Behind "The Voice of the Trees~A Celtic Divination Oracle"
    I had the inspiration to turn the Ogham alphabet into an illustrated deck in 2003.  I had begun doing research on this very in depth topic, and visualizing images, even creating sketches a little bit at a time. I put it aside in order to partner up with Raven Grimassi and Stephanie Taylor on The Well Worn Path and The Hidden Path decks, and upon the completion of those projects the voices of the trees called out to me once again, and this deck was born.

    The Ogham has been used in divination by carving the symbols (fews) on twigs or wooden tiles. The Ogham system itself is intriguing, rich with history and deep meaning, but until now, it has not been the most intuitive system for the modern reader to pick up and work with without much in depth study.  “The Voice of the Trees, A Celtic Divination Oracle” is  designed to bring this ancient letter system into a more spontaneous and accessible form for the modern reader.  Each illustration is magical and expressive enough to be read easily, not just pictures of the tree and symbol, these cards visually tell a story. The images on each card include the Ogham stave and associated tree, within an in-depth illustration of the divinatory meaning, in order to trigger the feel and meaning of the card for the reader.

    I have a magical and artistic practice of using herb infusions in my art that correspond with the subject, and this deck is no exception.  I obtained botanical samples of each of the trees in the Ogham and used an infusion of each tree in the paint.  This process helps me to connect spiritually with my subject and gain insight and inspiration.  I have done this with the intention that the vibration of each tree will be a part of each card printed from the magical original.  This proccess makes this oracle a powerful divination deck, ritual, and meditation tool for any magical practitioner.
If you enjoy seeing how my art comes to life, visit my blog at
  Blessings, Mickie
A Celtic Divination Oracle
Written and Illustrated by Mickie Mueller
The Art: Step By Step
Featuring the Tinne/Holly card
Meaning: Challenge / Justice

Step 1. I have covered parts of the sketch with a liquid frisket (kinda like thin rubber cement) on the areas I want to keep white while I paint the background.  I've gathered holly berries for my magic herbal infusion.

Step 2. While the frisket dried, I made a magical infusion from the holly berries.  Now I'm using that infusion along with my watercolor paints to add the background and fill in large areas. See how the frisket repels the paint?

Step 3. After allowing the paint to dry (it's hard to wait) I gently peel off the frisket revealing the clean fresh sketch beneath.  This is a really fun and magical step!

Step 4.  On this piece, I filled in the big leaves with a light wash of green just to give me a little head start getting the color filled in, the pencil will layer really nicely over the watercolor.
Step 5. Now I work with my Berol Prismacolor pencils adding all the detail of the helmet, hair, that cool axe, more to the background, starting with the shadows, and blending the lighter colors on top of that as I go.

Step 6. Still working the pencils, I'm manifesting holly leaves and berries, light and shadows.  The pencil work takes the longest time, but it's also lots of fun! 
Step 7. The pencil work is done!

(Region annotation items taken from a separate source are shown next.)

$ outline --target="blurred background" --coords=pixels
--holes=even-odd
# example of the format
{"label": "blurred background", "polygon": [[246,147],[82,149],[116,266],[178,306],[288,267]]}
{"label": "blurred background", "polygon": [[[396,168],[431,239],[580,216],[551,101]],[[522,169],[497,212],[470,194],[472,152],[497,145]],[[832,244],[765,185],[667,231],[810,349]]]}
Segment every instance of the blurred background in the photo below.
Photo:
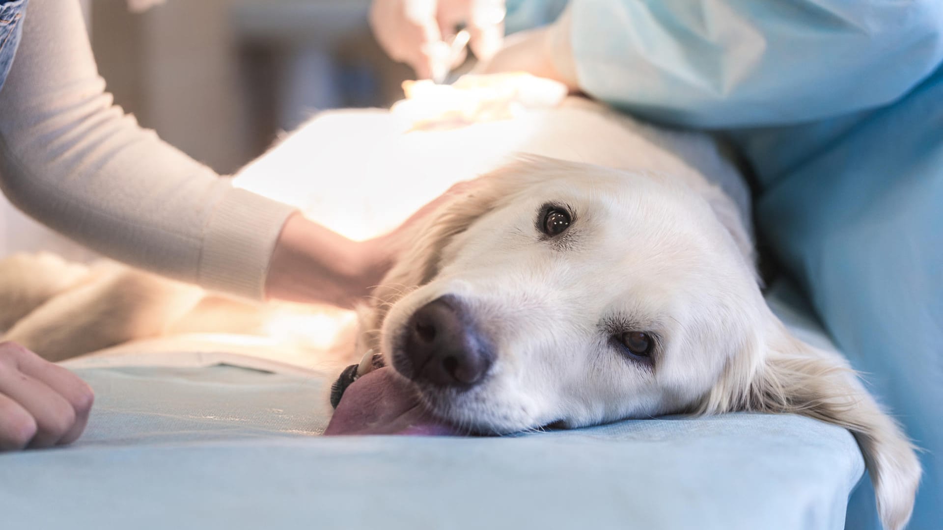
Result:
{"label": "blurred background", "polygon": [[412,75],[373,40],[370,0],[82,1],[115,102],[221,174],[318,110],[389,106]]}

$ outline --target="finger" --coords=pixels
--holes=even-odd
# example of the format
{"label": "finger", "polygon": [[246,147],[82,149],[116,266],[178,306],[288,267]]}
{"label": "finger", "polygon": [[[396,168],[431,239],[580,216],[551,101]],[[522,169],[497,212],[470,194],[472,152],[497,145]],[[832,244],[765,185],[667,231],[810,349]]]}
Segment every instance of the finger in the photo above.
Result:
{"label": "finger", "polygon": [[72,405],[45,383],[8,364],[0,364],[0,392],[26,409],[36,420],[36,435],[30,447],[51,447],[69,433],[75,423]]}
{"label": "finger", "polygon": [[9,396],[0,393],[0,451],[17,451],[36,435],[36,420]]}
{"label": "finger", "polygon": [[505,3],[480,1],[472,7],[467,28],[470,45],[479,60],[488,60],[501,49],[505,36]]}
{"label": "finger", "polygon": [[75,411],[76,422],[73,431],[77,430],[77,432],[70,432],[63,437],[60,443],[74,441],[78,435],[82,434],[95,400],[91,387],[65,368],[41,358],[19,344],[10,344],[12,343],[0,344],[0,347],[12,350],[20,372],[45,383],[47,387],[64,397]]}
{"label": "finger", "polygon": [[416,71],[417,79],[432,77],[434,71],[446,59],[448,44],[442,41],[442,34],[433,19],[425,21],[422,27],[422,41],[410,49],[409,66]]}

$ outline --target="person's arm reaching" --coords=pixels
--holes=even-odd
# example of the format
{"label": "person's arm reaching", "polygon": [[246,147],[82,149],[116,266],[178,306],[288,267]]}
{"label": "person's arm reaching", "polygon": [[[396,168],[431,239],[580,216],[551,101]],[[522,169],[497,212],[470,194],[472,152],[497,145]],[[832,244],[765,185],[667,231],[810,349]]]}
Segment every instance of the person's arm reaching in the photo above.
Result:
{"label": "person's arm reaching", "polygon": [[349,306],[378,280],[382,240],[235,189],[112,105],[78,2],[32,0],[25,25],[0,91],[0,185],[18,207],[109,257],[249,298]]}
{"label": "person's arm reaching", "polygon": [[511,44],[488,71],[551,65],[595,98],[677,124],[795,124],[880,107],[929,75],[943,60],[943,3],[572,0]]}

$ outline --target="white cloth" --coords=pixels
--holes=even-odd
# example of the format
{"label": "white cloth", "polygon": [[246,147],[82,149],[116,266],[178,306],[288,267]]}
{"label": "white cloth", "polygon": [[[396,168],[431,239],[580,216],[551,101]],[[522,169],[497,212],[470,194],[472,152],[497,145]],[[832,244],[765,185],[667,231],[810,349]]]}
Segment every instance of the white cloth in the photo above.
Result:
{"label": "white cloth", "polygon": [[29,4],[0,91],[0,186],[103,255],[255,299],[294,211],[233,188],[114,106],[77,1]]}

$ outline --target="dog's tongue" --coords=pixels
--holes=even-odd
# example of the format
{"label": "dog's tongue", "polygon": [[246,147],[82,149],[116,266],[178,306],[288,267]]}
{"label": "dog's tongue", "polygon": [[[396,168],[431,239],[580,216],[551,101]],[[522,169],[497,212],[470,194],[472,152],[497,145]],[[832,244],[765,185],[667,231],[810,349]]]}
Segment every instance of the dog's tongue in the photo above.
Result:
{"label": "dog's tongue", "polygon": [[449,436],[457,429],[429,413],[392,368],[357,378],[344,390],[325,435]]}

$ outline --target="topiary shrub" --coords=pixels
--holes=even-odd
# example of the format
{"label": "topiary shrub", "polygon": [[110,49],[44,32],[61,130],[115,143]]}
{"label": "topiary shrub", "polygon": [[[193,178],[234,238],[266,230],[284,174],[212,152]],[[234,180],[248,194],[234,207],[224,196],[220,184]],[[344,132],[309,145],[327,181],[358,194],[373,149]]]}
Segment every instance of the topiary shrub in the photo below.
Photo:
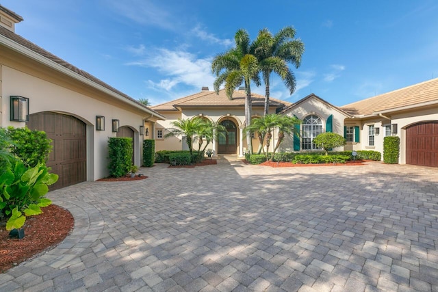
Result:
{"label": "topiary shrub", "polygon": [[155,152],[155,140],[148,139],[143,141],[143,166],[153,166]]}
{"label": "topiary shrub", "polygon": [[169,155],[169,163],[172,165],[188,165],[192,163],[192,158],[190,153],[187,152],[175,152]]}
{"label": "topiary shrub", "polygon": [[398,164],[400,156],[400,138],[388,136],[383,138],[383,162]]}
{"label": "topiary shrub", "polygon": [[47,138],[46,132],[31,131],[27,127],[8,127],[7,135],[11,142],[11,154],[21,160],[25,166],[33,168],[47,161],[52,149],[52,140]]}
{"label": "topiary shrub", "polygon": [[110,175],[121,177],[129,172],[132,165],[132,138],[110,137],[108,148]]}

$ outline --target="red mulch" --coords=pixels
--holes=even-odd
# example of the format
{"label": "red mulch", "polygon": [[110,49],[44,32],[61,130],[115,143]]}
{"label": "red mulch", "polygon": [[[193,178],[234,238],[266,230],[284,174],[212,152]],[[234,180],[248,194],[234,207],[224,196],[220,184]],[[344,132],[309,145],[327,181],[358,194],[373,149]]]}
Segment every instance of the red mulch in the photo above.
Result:
{"label": "red mulch", "polygon": [[205,166],[205,165],[213,165],[214,164],[218,164],[218,161],[216,159],[204,159],[201,162],[198,162],[196,164],[192,164],[191,165],[169,165],[169,168],[193,168],[196,166]]}
{"label": "red mulch", "polygon": [[131,177],[131,175],[122,176],[122,177],[105,177],[105,178],[98,179],[96,181],[140,181],[140,179],[147,178],[146,176],[138,176],[136,175],[134,177]]}
{"label": "red mulch", "polygon": [[5,221],[0,222],[0,273],[55,247],[73,229],[75,220],[65,209],[51,204],[42,212],[26,218],[21,239],[9,238]]}
{"label": "red mulch", "polygon": [[259,165],[270,166],[271,168],[292,168],[300,166],[340,166],[340,165],[363,165],[363,160],[348,161],[345,163],[313,163],[313,164],[295,164],[292,162],[265,161]]}

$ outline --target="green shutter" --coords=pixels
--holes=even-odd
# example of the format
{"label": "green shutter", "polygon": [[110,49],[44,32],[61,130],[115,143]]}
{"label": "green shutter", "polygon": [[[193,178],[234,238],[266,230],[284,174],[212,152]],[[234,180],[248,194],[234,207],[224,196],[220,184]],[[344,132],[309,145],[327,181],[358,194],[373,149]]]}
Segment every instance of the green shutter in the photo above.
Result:
{"label": "green shutter", "polygon": [[326,122],[326,132],[332,133],[333,131],[333,115],[330,115],[328,118],[327,118],[327,121]]}
{"label": "green shutter", "polygon": [[[295,115],[294,116],[296,118],[298,117]],[[299,151],[300,150],[300,136],[298,135],[300,133],[300,125],[295,124],[294,126],[295,127],[295,131],[294,133],[294,151]]]}

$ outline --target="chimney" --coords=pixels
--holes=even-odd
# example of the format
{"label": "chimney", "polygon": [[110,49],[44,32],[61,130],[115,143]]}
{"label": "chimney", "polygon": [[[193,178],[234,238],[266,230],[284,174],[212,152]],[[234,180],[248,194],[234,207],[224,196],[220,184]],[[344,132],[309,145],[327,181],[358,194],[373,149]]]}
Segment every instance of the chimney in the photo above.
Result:
{"label": "chimney", "polygon": [[15,32],[15,24],[23,21],[23,17],[0,5],[0,26]]}

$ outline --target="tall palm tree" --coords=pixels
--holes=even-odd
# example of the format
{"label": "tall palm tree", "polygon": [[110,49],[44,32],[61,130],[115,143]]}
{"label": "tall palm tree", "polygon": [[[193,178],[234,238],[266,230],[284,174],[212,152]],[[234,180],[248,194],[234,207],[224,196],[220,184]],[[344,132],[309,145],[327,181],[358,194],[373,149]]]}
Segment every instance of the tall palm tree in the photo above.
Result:
{"label": "tall palm tree", "polygon": [[287,63],[298,68],[305,49],[301,40],[294,38],[295,34],[295,29],[290,26],[283,28],[274,36],[268,29],[263,29],[251,44],[250,51],[257,57],[265,83],[265,115],[269,111],[270,78],[272,72],[281,77],[291,94],[295,91],[295,76]]}
{"label": "tall palm tree", "polygon": [[[211,62],[211,70],[216,75],[214,90],[219,92],[220,86],[224,83],[225,92],[228,97],[233,98],[235,89],[242,83],[245,86],[245,123],[251,124],[252,101],[251,81],[256,85],[261,83],[259,77],[257,58],[250,51],[250,41],[248,32],[239,29],[234,37],[235,47],[227,52],[216,55]],[[251,133],[246,133],[247,149],[253,154]]]}

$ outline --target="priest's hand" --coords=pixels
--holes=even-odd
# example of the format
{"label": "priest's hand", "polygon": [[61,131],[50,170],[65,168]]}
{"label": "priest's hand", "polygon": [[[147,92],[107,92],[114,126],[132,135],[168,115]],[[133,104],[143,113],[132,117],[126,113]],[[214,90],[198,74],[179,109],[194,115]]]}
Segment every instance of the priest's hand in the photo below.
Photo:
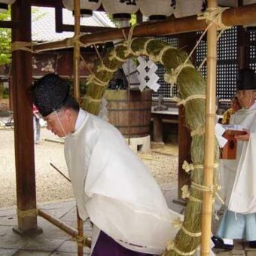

Sometimes I like to do a really thin watercolor wash over the pencil.  Anyone who has worked with colored pencil can tell you, sometimes you get little white holes from the texture of the paper.  The waxy pencil repels the paint, so it just fills in the spots the pencil couldn't get, giving the whole thing a nice smooth look.
Finished!  Here he is, the Saxon Warrior, he would have been a real challenge to the ancient Celtic tribes. He stands in your path offering a challenge.  He has aspects of both the Holly King and the Green Knight.  It won't be an easy test of your steel, but if you can face your fears, you'll come out of it stronger and wiser for it.
Here is a detail shot of the Holly card.
The helmet is a loose interpretation based upon a Saxon helmet from the famous archeological dig site at Sutton Hoo.